- 12 baking potatoes
- 1 cup cabbage
- 9 oz. chopped frozen spinach (I used Green Giant.)
- 1 medium sweet onion
- 16 oz. shredded white sharp cheddar cheese
- at least 1 teaspoon, do it to taste. I would personally go heavier on the pepper. salt and pepper
- 1 stick butter
I combined a recipe for colcaccon and twice baked potatoes! Voila! I invented something new and delicious- Irish Twice Baked Potatoes. I made these for a crowd as an appetizer, but they could also be a hearty side dish.
- Take spinach out of the freezer and place bag into a bowl of cold water.
- Wash potatoes.
- Place still wet onto a plate and put into the microwave.
- Cook on high heat for about 10 minutes.
- Meanwhile, dice up onion and cabbage.
- Shred cheese
- Place onion, cabbage and cheese into a large bowl.
- Remove potatoes from the microwave and make sure they are fork tender.

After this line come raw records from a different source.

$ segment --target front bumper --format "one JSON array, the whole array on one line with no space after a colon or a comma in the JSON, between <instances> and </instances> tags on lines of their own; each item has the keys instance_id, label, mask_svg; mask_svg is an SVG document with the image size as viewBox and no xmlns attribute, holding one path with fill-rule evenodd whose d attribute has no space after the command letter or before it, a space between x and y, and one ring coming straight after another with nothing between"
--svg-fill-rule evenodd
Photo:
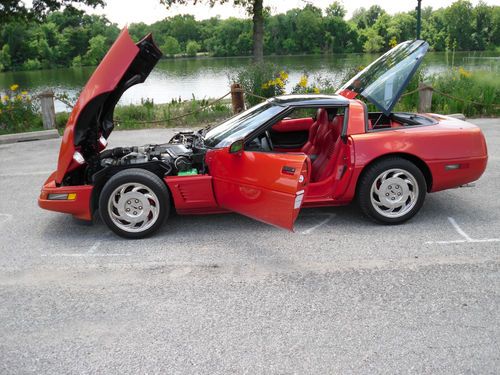
<instances>
[{"instance_id":1,"label":"front bumper","mask_svg":"<svg viewBox=\"0 0 500 375\"><path fill-rule=\"evenodd\" d=\"M92 185L56 186L55 174L52 173L43 184L38 205L50 211L71 214L78 219L92 220L91 199ZM72 199L49 199L55 194L68 194Z\"/></svg>"}]
</instances>

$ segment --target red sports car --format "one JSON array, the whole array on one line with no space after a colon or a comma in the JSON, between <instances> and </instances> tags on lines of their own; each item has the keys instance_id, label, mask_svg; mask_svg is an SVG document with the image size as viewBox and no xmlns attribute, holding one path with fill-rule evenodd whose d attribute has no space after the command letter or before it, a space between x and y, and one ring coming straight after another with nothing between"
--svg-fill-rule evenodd
<instances>
[{"instance_id":1,"label":"red sports car","mask_svg":"<svg viewBox=\"0 0 500 375\"><path fill-rule=\"evenodd\" d=\"M355 198L375 221L402 223L426 193L477 180L488 159L470 123L392 112L427 48L399 44L337 95L276 97L168 143L104 150L116 103L161 57L150 35L134 44L124 29L71 113L38 203L85 220L98 210L128 238L152 234L173 209L237 212L291 230L301 207Z\"/></svg>"}]
</instances>

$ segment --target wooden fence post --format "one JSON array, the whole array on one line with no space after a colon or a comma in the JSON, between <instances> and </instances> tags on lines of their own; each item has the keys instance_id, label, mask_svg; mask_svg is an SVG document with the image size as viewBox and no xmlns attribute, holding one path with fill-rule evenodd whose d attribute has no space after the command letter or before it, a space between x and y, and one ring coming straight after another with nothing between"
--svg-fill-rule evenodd
<instances>
[{"instance_id":1,"label":"wooden fence post","mask_svg":"<svg viewBox=\"0 0 500 375\"><path fill-rule=\"evenodd\" d=\"M54 92L47 90L39 95L40 107L42 110L42 121L44 129L55 129L56 127L56 110L54 107Z\"/></svg>"},{"instance_id":2,"label":"wooden fence post","mask_svg":"<svg viewBox=\"0 0 500 375\"><path fill-rule=\"evenodd\" d=\"M231 85L231 103L233 104L233 113L240 113L245 110L245 98L243 89L239 83Z\"/></svg>"},{"instance_id":3,"label":"wooden fence post","mask_svg":"<svg viewBox=\"0 0 500 375\"><path fill-rule=\"evenodd\" d=\"M425 83L418 85L418 113L427 113L432 107L432 87Z\"/></svg>"}]
</instances>

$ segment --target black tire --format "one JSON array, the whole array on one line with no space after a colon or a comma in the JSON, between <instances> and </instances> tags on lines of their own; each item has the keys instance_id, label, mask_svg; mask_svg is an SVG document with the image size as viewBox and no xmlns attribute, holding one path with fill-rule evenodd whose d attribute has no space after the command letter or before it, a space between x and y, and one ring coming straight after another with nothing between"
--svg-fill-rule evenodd
<instances>
[{"instance_id":1,"label":"black tire","mask_svg":"<svg viewBox=\"0 0 500 375\"><path fill-rule=\"evenodd\" d=\"M127 188L123 195L117 192L119 188L125 186ZM134 186L137 191L133 189ZM138 195L134 197L134 194ZM128 197L127 201L122 201L122 197L123 199ZM110 201L111 199L114 201ZM129 213L125 213L125 210ZM111 216L112 212L115 213L114 217ZM109 229L119 236L133 239L144 238L156 232L168 218L170 193L165 183L155 174L143 169L126 169L115 174L104 185L99 196L99 213ZM132 213L138 215L132 216ZM127 220L120 220L117 215L123 215ZM134 220L140 217L144 220L134 223ZM128 221L129 218L130 221Z\"/></svg>"},{"instance_id":2,"label":"black tire","mask_svg":"<svg viewBox=\"0 0 500 375\"><path fill-rule=\"evenodd\" d=\"M406 179L402 180L410 181L412 183L403 183L402 185L399 185L398 183L394 182L395 188L391 188L392 185L389 185L391 184L389 180L394 181L394 178L398 178L398 176L404 176L404 174L398 173L394 170L404 171L411 175L413 177L413 180L408 176L406 176ZM383 180L382 175L386 172L389 172L389 177L386 180ZM391 173L393 173L392 176ZM377 183L375 184L376 181ZM380 183L381 181L384 181L384 183ZM387 181L387 183L385 181ZM399 180L396 181L399 182ZM415 189L414 185L418 187L418 192ZM379 192L377 193L376 190L372 191L372 187L374 189L380 189ZM408 189L405 190L407 194L403 192L403 189ZM363 172L358 182L357 200L361 211L373 221L382 224L401 224L411 219L420 210L424 203L426 192L427 183L422 171L409 160L400 157L391 157L376 162ZM398 194L401 197L399 197ZM407 195L407 199L404 200ZM399 199L399 203L402 204L402 208L399 209L399 213L396 211L391 213L391 207L389 205L383 205L384 202L389 202L390 204L391 202L389 201L389 199L396 199L396 201L398 201ZM384 210L387 211L381 212ZM400 216L390 217L390 215Z\"/></svg>"}]
</instances>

If not continue cooking at 1 minute increments until they are done.
- Carefully cut the potatoes in half vertically and allow them to cool for a few minutes.
- Melt 2 tablespoons of your butter in the microwave. Use a pastry brush to brush the insides of 2 muffin tins.
- Remove spinach from the water. Cut a small hole into the corner of the bag and carefully squeeze out as much water as you can. Then add spinach to the rest of the vegetables and cheese.
- Carefully cut a very small piece of the potato off of each rounded end so that it stands up straight. Use a spoon to scoop out the soft inside leaving a 1/4 inch edge of potato flesh. Place all potato parts into the large bowl with the rest of the ingredients. Repeat the process until all the potatoes are done.
- Set the hollowed out potato halves inside the buttered muffin tin.
- Mash the potato into the vegetables and cheese until it is well combined. It’s alright if it is a little lumpy.
- TASTE! Add salt and pepper until you like it! I personally like extra pepper.
- Fill the potatoes until they are heaped up with the cheesy mixture. You might have to press the filling down a bit.
- Top each filled potato with a 1/2 teas of butter.
- At this point you can cover and refrigerate the potatoes for baking later or you can place them into the oven set to 400 for about 30 minutes.
- Bake until the top is golden and the cheese is oozing.